Posts filed under ‘semanticweb’
Semanticising search
Semantic Web search engines are few and far between – perhaps unsurprisingly given that two years ago Tim-Berners Lee said this period would be looked back on in twenty years as “the embryonic period” – but there are some in development.
Back in March, James Simmonds posted on his Semantic Web blog, rounding up Semantic Web search engines. One of the most interesting is Yahoo! Microsearch, which deviates from standard page searching and looks for content like microformats. Indeed, one of the listed examples returns the search term ‘Peter’ from Flickr, which spawns a map of users named Peter throughout the world, possible due to the location information on their Flickr profile page being recognised by Microsearch. If you’re not trying to find one of the most common first names in the Britain, searching for our office and Heriot-Watt provides map links to websites for our office and me.
This sort of example would be useful if a user could search for a photo tag and have a return of all geographical instances (where photos have been geotagged on Flickr, for example). A geography student searching for photos that have been tagged with something like ‘forest fire’ could be presented with an immediate worldwide snapshot of geotagged photos matching that description. All we need now is photo recognition software to geotag photos automatically
MicroRDFormats
I read an interesting post recently, ‘So how about using RDFa in Microformats?’ In it, Mark Birbeck talks about combining RDFa and microformats, as opposed to using one or the other exclusively. For an entertaining example, either check the comments on the page or look at a mock-up profile for 24‘s Jack Bauer.
While RDFa is the W3C’s standard method for marking up data for the semantic web, microformats have become the de facto standard, due largely to the present-day implementation. Indeed, I blogged last year about microformats and the Operator extension, with Operator having gone through a few version changes since then, including – had I read the version history properly at the time – RDFa support.

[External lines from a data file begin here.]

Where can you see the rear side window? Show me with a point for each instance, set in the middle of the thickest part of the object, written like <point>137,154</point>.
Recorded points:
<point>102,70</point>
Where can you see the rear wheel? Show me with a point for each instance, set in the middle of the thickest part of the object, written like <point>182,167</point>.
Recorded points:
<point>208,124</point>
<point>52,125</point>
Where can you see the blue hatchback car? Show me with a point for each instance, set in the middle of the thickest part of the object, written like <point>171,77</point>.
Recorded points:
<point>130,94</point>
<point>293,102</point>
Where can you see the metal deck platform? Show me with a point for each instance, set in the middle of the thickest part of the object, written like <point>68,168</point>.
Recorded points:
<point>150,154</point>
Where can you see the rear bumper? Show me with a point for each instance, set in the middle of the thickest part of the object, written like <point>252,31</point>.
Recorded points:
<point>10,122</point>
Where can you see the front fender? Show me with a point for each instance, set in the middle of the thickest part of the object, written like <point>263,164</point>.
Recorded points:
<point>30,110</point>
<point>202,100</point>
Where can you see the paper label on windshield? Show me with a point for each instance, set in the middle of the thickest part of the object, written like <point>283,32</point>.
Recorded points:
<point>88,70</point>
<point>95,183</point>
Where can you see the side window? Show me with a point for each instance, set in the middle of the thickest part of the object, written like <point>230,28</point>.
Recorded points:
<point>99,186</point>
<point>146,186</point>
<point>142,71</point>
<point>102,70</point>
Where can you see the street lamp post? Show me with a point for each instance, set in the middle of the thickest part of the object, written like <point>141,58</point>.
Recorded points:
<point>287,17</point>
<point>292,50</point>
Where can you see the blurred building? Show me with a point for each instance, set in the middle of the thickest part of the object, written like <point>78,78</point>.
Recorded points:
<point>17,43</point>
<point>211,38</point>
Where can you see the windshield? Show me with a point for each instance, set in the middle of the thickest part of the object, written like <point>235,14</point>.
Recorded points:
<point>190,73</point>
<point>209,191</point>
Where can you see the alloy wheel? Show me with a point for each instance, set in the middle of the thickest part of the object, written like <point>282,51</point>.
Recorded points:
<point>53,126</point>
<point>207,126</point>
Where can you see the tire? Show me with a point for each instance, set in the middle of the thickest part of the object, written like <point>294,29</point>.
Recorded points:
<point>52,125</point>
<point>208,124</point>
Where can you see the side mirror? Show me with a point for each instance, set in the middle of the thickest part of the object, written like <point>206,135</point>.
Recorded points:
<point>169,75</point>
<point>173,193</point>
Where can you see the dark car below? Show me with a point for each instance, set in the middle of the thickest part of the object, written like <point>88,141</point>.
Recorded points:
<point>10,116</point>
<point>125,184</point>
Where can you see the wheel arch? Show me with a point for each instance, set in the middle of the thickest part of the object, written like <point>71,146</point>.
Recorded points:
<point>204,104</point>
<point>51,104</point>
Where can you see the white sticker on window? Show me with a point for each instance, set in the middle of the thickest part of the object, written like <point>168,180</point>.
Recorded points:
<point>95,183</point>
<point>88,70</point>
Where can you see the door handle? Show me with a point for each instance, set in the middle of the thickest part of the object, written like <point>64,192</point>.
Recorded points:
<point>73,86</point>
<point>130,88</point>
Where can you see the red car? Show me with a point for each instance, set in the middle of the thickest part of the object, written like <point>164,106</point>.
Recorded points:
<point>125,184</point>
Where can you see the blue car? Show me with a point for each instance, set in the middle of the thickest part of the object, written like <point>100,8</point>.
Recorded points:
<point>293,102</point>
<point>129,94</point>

I must admit to being tempted to the readily available methods of viewing microformats markup and running off to see what I could do – after all, it’s adding value by providing an automatic link (via Operator) to a map location or calendar entry of a meeting you’re running, for example. With RDFa, there just isn’t much available to view the marked up data: Semantic Radar (available for Firefox via the add-ons page) has been stuck on version 0.9 since February 2007 with the only other RDFa extension for the browser – imaginatively titled RDFa – on v0.1 and developed by the same party. Interestingly, the person had also made an add-on for detecting FOAF profiles, FOAFox, although it hasn’t been updated since September 2006.
Note: See comments for updated informarion regarding this.
If anybody uses Firefox (I’m sorry I haven’t looked at any other browser support – yet) and is interested in this sort of thing, I’d urge you to try some of these add-ons. It’s surprising how much value can be added with these kind of extensions: imagine a student reading an article about various historical battles and having immediate access (via the Operator extension, for example) to the locations of the battle sites on Google Maps?
If the big search sites follow Yahoo!’s lead in supporting semantic web standards, these methods will be implemented and supported more widely.